Il pensait à la petite boutique où il travaillait en ville, où son patron aboyait des ordres comme s'il possédait son âme. Le salaire était à peine suffisant pour survivre, sans parler de rêver, mais Sipho restait parce qu'il ne voyait pas d'autre option.
-Que ferais-je si je devais choisir entre mon identité et ma survie ? 

Sipho se murmure à lui-même. Il ne sait pas s'il admire Themba ou s'il le plaint.
Son téléphone sonne avec un message de son ami Thando. 

-Réunion demain ? Je pense à lancer cette ligne de vêtements dont nous avons parlé.
Sipho fixe le message pendant un moment. Il avait toujours rêvé d'être entrepreneur, mais la peur de l'échec l'en empêchait. L'histoire de Themba, bien que douloureuse, a allumé un petit feu en lui.

Le lendemain matin, Sipho a trouvé Themba dans le jardin, aidant leur grand-mère à désherber la plate-bande de choux. Il saisit une houe et se joint à eux, le raclement rythmique du métal contre la terre remplissant l'air.
-Themba, commence Sipho prudemment, as-tu pensé à démarrer quelque chose à ton compte ? Comme une entreprise ? 

Themba lève les yeux, la sueur luisant sur son front. 

-Une entreprise ? Avec quel argent, Sipho ?
-Je ne sais pas, mais vous avez quelque chose que la plupart des gens n'ont pas : la connaissance et la passion.
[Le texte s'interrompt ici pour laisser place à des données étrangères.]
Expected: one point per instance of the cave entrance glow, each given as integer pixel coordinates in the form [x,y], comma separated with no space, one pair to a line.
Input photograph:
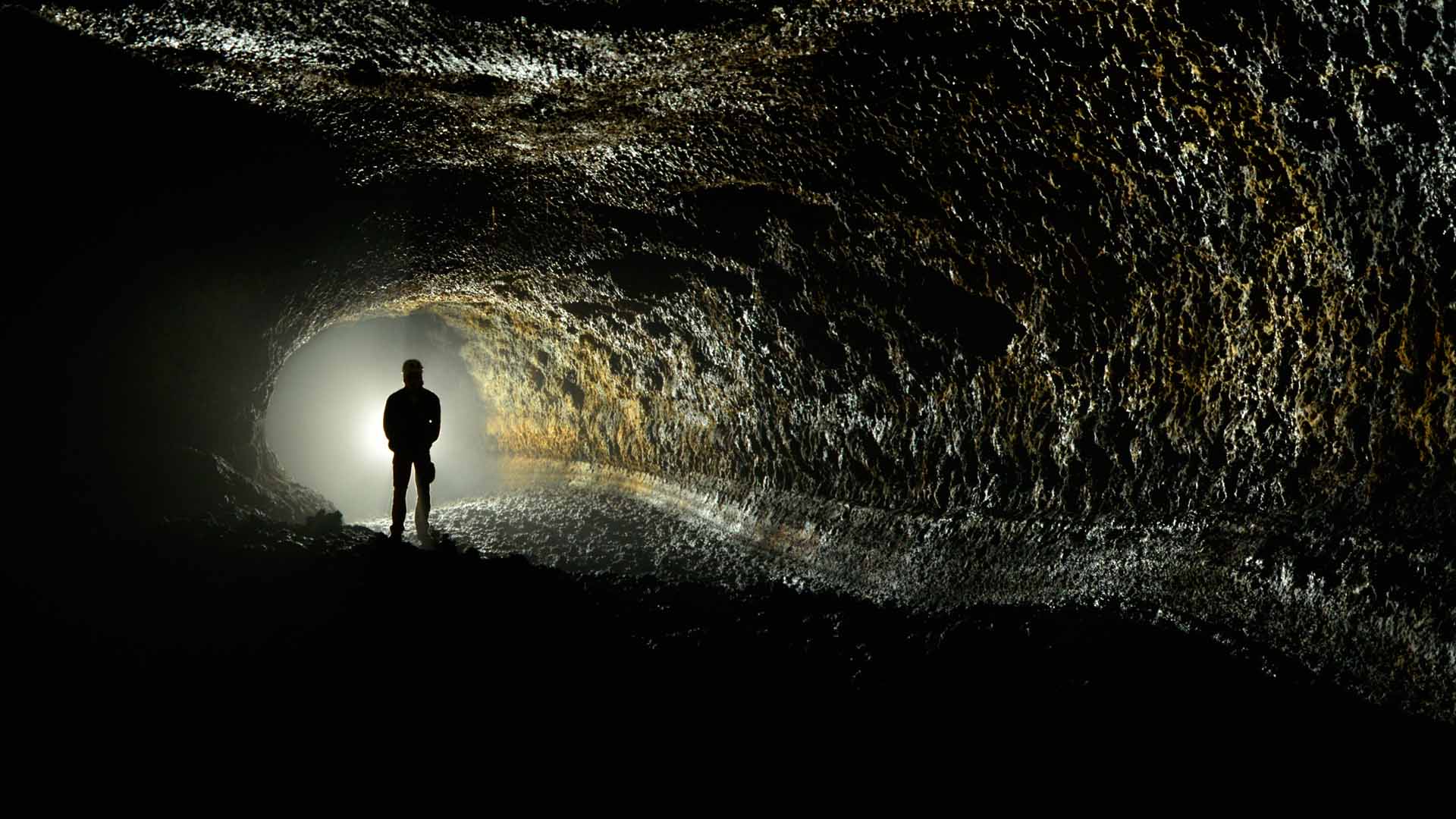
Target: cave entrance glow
[325,416]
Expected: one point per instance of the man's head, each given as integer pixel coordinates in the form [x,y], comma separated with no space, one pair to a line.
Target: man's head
[414,372]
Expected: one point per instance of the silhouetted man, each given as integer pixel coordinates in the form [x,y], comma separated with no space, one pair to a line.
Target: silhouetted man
[411,425]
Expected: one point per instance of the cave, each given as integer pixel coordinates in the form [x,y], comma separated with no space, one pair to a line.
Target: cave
[1087,356]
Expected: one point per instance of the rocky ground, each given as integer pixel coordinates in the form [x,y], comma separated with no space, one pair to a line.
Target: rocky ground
[577,601]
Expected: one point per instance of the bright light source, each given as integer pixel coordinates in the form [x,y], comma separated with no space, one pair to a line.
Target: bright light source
[372,436]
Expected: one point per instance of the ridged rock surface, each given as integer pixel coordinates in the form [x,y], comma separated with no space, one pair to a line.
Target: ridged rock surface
[1101,302]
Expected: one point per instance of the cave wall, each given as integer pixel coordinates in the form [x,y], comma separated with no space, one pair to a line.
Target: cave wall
[982,267]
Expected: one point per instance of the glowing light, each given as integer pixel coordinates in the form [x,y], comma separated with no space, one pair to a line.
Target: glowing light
[372,436]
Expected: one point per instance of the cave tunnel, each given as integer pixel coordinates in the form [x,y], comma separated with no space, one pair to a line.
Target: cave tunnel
[902,327]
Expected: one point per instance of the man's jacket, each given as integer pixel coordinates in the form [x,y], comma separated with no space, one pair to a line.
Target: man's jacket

Pourquoi ne pas enseigner ce que vous savez ? Commencez modestement. Il n'y a pas de honte à construire à partir de la base. 
Themba s'appuie sur la houe, réfléchissant à l'idée. 
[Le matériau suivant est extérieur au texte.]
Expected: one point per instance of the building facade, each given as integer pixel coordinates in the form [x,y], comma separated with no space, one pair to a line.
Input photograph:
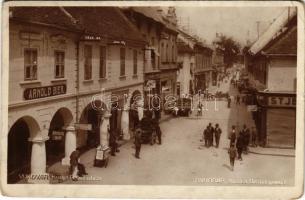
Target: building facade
[203,67]
[272,71]
[159,31]
[186,62]
[58,63]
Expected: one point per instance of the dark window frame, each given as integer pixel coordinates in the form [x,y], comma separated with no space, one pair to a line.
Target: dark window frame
[103,68]
[122,61]
[87,62]
[33,67]
[59,63]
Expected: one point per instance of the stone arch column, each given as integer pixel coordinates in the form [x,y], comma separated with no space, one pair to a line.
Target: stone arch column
[39,158]
[104,124]
[70,144]
[125,122]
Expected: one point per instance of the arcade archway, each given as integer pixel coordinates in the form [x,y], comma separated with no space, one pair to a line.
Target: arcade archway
[55,146]
[20,148]
[89,136]
[133,111]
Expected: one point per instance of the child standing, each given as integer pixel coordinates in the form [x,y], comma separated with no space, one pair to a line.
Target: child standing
[232,154]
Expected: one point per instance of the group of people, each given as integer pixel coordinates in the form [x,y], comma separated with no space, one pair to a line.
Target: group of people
[210,133]
[155,128]
[237,100]
[240,143]
[77,169]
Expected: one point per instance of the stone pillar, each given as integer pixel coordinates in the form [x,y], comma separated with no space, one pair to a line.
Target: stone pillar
[38,160]
[125,123]
[104,135]
[70,144]
[140,107]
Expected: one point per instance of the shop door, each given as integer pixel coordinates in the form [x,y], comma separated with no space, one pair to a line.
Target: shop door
[55,146]
[19,152]
[281,128]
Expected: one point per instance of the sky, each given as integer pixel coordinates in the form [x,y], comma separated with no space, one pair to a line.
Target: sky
[238,23]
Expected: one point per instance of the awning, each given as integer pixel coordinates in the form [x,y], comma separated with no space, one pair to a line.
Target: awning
[272,31]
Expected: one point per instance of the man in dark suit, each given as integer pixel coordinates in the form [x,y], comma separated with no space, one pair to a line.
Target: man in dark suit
[210,134]
[217,133]
[240,145]
[138,142]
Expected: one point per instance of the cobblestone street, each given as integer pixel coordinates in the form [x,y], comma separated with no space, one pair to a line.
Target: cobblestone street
[183,160]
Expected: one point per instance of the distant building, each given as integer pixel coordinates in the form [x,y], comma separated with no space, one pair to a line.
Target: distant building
[271,64]
[160,33]
[217,63]
[60,58]
[186,63]
[203,67]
-Tu penses que les gens paieraient pour apprendre de moi ? Sipho acquiesce. 

-Tu as de l'expérience, mon gars. Pas seulement dans l'hospitalité, mais dans la vie. Cela vaut quelque chose.

 Leur grand-mère, qui travaillait silencieusement à proximité, prend la parole. 

-Ton cousin a raison, Themba. Tu n'as besoin de la permission de personne pour devenir grand. Commencez avec ce que vous avez.

 Ses paroles étaient empreintes de la sagesse de plusieurs générations et, pour la première fois depuis des semaines, Themba a ressenti une étincelle d'espoir.

Au cours des semaines suivantes, Themba a commencé à élaborer un plan. Il a contacté d'anciens collègues, a partagé son idée d'organiser des ateliers sur le service à la clientèle et l'hospitalité, et a utilisé les médias sociaux pour promouvoir ses services.
Sipho, inspiré par l'énergie renouvelée de Themba, a finalement accepté de rejoindre Thando pour lancer leur ligne de vêtements.
Un soir, alors que les cousins étaient assis sur le même banc où leur conversation avait commencé, Sipho s'est tourné vers Themba avec un sourire. 

-Tu avais raison, mon gars. Cette vie n'est pas équilibrée. Mais c'est peut-être ça qui est beau. Nous pouvons créer notre propre équilibre.

Themba rit, d'un rire plein de soulagement et de possibilités. 

-Kahle kahle, Sipho, tu es plus sage que je ne le pensais. Profitons au maximum de cette seule chance qui nous est offerte.

Alors que le soleil se couchait une fois de plus, les deux cousins ressentaient quelque chose qu'ils n'avaient pas ressenti depuis longtemps : de l'espoir.